ML4: Classification Strategies

This project shifts the focus from predicting continuous values to solving classification problems. I explored how to teach algorithms to categorize data, distinguish "lemon" cars from good ones, and evaluate these decisions using industry-standard metrics.

Topics

Classification Models: Implementing Logistic Regression, Naive Bayes (NB), and K-Nearest Neighbors (KNN).
Probabilistic Framework: Understanding Maximum Likelihood Estimation (MLE) and Sigmoid activation.
Non-linear Hacks: Transforming features via binning, polynomial expansion, and group-based mapping to enhance linear models.
Evaluation Matrix: Mastering Confusion Matrices, Precision-Recall trade-offs, and F-beta scores.
Global Metrics: Implementing ROC AUC and Gini Coefficient from scratch.

Roadmap

1. The Algorithmic Triple Threat

I implemented and compared three distinct classification philosophies:

Logistic Regression: Derived the Negative Log-Likelihood (NLL) gradient and built a custom SGD-based solver.
Naive Bayes: Leveraged Bayesian inference and feature independence assumptions for rapid, count-based classification.
KNN: Explored memory-based learning and the "curse of dimensionality," emphasizing the importance of feature scaling.
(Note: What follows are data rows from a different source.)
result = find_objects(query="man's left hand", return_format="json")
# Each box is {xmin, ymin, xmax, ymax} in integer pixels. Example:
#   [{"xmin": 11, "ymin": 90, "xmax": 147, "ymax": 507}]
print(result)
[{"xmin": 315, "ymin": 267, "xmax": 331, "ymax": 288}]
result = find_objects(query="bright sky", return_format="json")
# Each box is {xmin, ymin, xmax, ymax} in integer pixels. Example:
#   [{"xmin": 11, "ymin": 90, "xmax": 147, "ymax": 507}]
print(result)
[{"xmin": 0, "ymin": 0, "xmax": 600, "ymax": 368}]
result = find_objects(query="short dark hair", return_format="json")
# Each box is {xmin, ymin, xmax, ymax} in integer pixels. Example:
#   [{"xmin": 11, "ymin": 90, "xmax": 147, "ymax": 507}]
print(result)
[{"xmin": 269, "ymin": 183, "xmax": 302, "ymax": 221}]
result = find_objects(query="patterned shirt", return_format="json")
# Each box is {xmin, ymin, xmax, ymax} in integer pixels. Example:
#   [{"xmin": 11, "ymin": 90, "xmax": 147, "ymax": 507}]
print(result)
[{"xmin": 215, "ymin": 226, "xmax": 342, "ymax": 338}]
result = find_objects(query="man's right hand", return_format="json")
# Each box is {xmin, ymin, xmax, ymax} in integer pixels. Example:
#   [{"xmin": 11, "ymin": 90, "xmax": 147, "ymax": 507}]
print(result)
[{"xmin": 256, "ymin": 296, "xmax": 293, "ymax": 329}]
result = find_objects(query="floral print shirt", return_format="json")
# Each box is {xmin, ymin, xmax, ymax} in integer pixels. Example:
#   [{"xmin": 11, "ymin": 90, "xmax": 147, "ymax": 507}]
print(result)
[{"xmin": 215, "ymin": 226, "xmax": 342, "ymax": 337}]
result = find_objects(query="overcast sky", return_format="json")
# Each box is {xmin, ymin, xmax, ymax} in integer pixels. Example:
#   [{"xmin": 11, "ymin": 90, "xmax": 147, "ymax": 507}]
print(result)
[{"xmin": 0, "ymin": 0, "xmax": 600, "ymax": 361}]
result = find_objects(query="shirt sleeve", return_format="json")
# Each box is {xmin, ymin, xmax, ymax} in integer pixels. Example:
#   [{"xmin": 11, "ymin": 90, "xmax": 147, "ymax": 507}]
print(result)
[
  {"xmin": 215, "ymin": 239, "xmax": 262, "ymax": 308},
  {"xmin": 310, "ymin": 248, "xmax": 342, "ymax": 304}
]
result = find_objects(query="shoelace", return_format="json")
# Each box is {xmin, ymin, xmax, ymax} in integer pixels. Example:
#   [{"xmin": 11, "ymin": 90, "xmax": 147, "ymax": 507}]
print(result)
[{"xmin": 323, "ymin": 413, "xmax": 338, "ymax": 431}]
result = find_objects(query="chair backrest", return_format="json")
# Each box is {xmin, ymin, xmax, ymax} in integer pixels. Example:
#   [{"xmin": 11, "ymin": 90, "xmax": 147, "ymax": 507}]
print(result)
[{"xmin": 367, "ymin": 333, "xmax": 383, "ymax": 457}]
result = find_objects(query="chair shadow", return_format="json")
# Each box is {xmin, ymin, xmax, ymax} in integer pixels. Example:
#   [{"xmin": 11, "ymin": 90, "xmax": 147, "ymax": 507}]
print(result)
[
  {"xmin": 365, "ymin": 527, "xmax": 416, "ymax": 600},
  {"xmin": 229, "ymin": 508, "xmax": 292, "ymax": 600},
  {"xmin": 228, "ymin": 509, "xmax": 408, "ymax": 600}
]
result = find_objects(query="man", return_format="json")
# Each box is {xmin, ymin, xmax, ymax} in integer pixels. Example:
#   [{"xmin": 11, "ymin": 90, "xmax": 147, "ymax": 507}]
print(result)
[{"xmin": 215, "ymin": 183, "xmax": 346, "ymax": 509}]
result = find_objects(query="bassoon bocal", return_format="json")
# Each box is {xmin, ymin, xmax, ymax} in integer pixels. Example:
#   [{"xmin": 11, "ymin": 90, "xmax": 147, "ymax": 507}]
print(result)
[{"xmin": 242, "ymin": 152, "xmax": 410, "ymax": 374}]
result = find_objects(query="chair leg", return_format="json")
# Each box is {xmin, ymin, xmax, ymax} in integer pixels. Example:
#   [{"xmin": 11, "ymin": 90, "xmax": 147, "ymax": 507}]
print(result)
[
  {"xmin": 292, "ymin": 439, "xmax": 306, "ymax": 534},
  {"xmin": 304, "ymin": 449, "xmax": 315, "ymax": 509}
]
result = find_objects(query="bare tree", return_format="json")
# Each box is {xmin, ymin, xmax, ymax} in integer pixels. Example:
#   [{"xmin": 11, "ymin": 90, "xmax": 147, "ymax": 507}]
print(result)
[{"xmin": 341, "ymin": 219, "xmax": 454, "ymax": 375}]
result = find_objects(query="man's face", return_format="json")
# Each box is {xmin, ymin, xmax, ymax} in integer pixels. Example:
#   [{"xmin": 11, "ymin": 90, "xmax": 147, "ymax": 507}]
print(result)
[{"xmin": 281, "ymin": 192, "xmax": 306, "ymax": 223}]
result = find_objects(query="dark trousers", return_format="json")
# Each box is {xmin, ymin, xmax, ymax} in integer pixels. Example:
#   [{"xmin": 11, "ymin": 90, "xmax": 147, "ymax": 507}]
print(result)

2. Temporal Validation Strategy

Using the Don’t Get Kicked Kaggle dataset, I implemented a strict chronological split (Train < Valid < Test). This ensured the model was tested on a genuine "future" timeframe, preventing temporal data leakage.

3. Engineering Interpretability

I practiced the "Credit Scorecard" approach: transforming continuous variables into categorical bins. This non-linear transformation allows simple logistic models to capture complex dependencies while remaining 100% explainable to stakeholders.

4. Deep Dive into Metrics

I moved beyond simple Accuracy to more nuanced metrics:

Precision vs. Recall: Analyzed which error (False Positive vs. False Negative) is more costly for "lemon" car detection.
Gini Coefficient: Manually implemented the Gini score ($2 \cdot AUC - 1$) and validated it against sklearn benchmarks, achieving the project's target of >0.15.

Results

By comparing my custom implementations with sklearn models, I achieved consistent results across all datasets. The project concluded with a hyperparameter tuning phase where I optimized the balance between model complexity (via L1 regularization) and predictive power.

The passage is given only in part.